Default token-expiration of 1 hour causes live-migration failure states

When performing live host evacuations/live-migrations, it has been found that if a migration takes longer than the token timeout period, the migration will complete, but the metadata updates such as network-vif-plugged (nova-compute talking to neutron-api upon completion of libvirt live-migration) on the destination host fail due to the token being expired.

I believe that there are three main concerns surrounding token expiration:

1. time limitation reduces exposure for the platform for compromised tokens or compromised workstations. (think horizon auto-logouts, etc)
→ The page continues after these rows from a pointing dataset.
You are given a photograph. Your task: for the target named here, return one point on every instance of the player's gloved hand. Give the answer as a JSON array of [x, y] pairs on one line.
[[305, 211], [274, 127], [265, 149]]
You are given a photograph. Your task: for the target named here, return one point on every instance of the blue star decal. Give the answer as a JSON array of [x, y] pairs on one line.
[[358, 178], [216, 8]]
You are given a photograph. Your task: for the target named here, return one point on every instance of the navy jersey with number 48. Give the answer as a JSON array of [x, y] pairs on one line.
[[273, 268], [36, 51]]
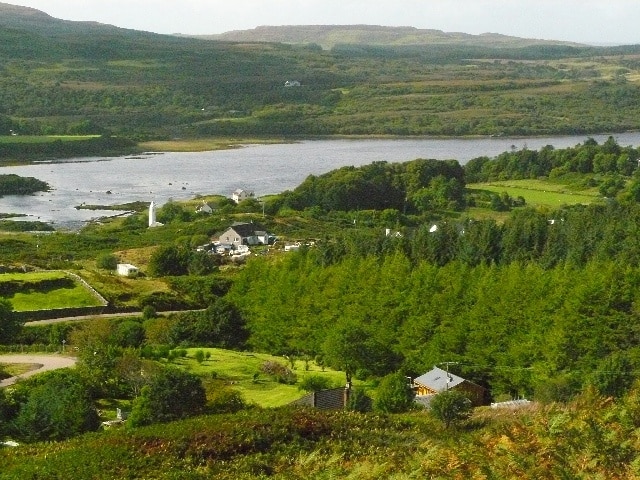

2. the volume of managed tokens to store in the database is directly related to the amount of time the tokens are valid and the regularity of the keystone_manage token expiration cron cycles, the volume of which can affect keystone response rates for authentication.

3. HR action response (leaving cloud user can potentially still auth if they have a valid token, if all that is done is locking/disabling the user's password)

On a cloud I was recently migrating workloads on, a 2TB vm took roughly 5.5 hours to migrate. This is a common database size that may be landed on local ephemeral storage and need to be maintained when performing maintenance on a hypervisor by live-migration to another hypervisor. With an average environment hosting upwards of 4-10TB of ephemeral storage per node, evacuation of a node using a single authentication token (as in the case of nova host-evacuate-live <hypervisorname>) would require upwards of 24 hours to migrate.

I'd like to suggest for day 2 operations of the cloud that we consider raising the default token-expiration to 1 day from the current 1 hour setting.